Reducing Cf/SiC composite damages through collaborative control of laser ablating depth and grinding modes

Cf/SiC composites are regarded as difficult-to-machine aerospace materials. A low-damage surface machining of Cf/SiC composite by laser-ablating assisted grinding (LAAG) was conducted, and investigated the effects of laser-ablating depth and grinding modes on surface/subsurface damages. The results showed that ablated material depth reached 420 μm after 1200 times scanning, while the effective ablating rate was inhibited by the depth.
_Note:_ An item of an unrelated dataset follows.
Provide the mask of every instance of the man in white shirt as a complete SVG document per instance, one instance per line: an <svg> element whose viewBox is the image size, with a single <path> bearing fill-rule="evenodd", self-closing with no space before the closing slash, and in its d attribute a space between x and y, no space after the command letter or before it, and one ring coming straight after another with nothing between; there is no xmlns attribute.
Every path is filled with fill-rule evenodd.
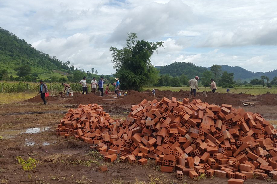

Compared with down grinding, the grinding forces and temperatures were substantially higher in up grinding, with a maximum increase of 123.5% and 140% in normal and tangential grinding forces, respectively; however, micro brittle fracture and ductile removal were remarkably enhanced in normal and transverse fibers, and surface macroscopic damage has been suppressed; subsurface damage remained insignificant, mainly exhibited in internal micro cracks and minor interfacial debonding. It was attributed to cutting characteristics of up grinding. Furthermore, as grinding depth increased, the material removal behavior underwent a brittle-ductile transition and the surface roughness grew accordingly. Moreover, a laser scanning angle of 0° and up grinding facilitated the occurrence of longitudinal fiber debonding, producing larger sized fiber bundle chips. Combining up grinding with 90° scanning angle at low grinding depth was an effective method to improve the surface quality of Cf/SiC composite.